For concreteness, let us define the Gaussian kernel $g$ as $$g(x,y) = \frac{1}{2\pi \sigma_x \sigma_y} \exp\left[-\frac{x^2}{2 \sigma_x^2}- \frac{y^2}{2\sigma_y^2}\right].$$ Its Fourier transform is again a Gaussian $$\hat g(k_x,k_y) = \int\!dx\, dy\, e^{i kx x + i ky y}\, k(x,y)= \exp\left[-\frac{\sigma_x^2 k_x^2}{2}- \frac{\sigma_y^2 k_y^2}{2}\right]$$ is again a Gaussian.
Under Fourier transform the convolution becomes a product, i.e., $\widehat{k\star g} = \hat{k} \times \hat{g}$. The difference is given by $$\begin{align}\int\!dx\,dy\,|f(x,y)-f'(x,y)|^2 &=\int\frac{dk_x}{2\pi}\frac{dk_y}{2\pi}\,|\hat{f}(k_x,k_y)-\hat{f'}(k_x,k_y)|^2\\ &=\int\frac{dk_x}{2\pi}\frac{dk_y}{2\pi}\,|\hat{f}|^2|1-\hat{k} \hat{g}|^2 \end{align}.$$ In order to minimize the difference, $\hat{k} \hat{g}$ should be as close as possible to 1 (and of course $k$ still normalized).
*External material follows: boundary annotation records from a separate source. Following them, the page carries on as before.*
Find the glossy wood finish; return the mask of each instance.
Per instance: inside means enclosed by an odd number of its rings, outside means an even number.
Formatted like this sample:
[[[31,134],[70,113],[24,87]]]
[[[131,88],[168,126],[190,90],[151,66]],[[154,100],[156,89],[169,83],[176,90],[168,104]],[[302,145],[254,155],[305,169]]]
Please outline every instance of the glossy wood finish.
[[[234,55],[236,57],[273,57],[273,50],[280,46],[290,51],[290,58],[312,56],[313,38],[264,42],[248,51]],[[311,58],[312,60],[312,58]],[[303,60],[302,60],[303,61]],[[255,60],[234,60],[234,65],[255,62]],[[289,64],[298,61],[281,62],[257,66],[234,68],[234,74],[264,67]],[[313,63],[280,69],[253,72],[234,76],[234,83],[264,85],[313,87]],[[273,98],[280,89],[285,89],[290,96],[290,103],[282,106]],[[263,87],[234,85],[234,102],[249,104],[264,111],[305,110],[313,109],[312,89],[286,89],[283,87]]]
Therefore, we have to minimize $$\int\frac{dk_x}{2\pi}\frac{dk_y}{2\pi}\,[|1-\hat{k} \hat{g}|^2+\lambda|\hat{k}|^2],$$ where $\lambda$ is a Lagrange multiplier to keep the norm of $\hat k$ at 1. We can variate this equation, and obtain $$\int\frac{dk_x}{2\pi}\frac{dk_y}{2\pi}\,[2 \hat{g}(1- \hat{k} \hat{g})+2 \lambda\hat{k}] \delta \hat k,$$ with the solution $$\hat{k} = \frac{\hat{g}}{\hat{g}^2+\lambda}= \frac{\exp\left[-\frac{\sigma_x^2 k_x^2}{2}- \frac{\sigma_y^2 k_y^2}{2}\right]}{\exp\left[-\sigma_x^2 k_x^2- \sigma_y^2 k_y^2\right]+\lambda}.$$ $\lambda$ is determined from the normalization condition.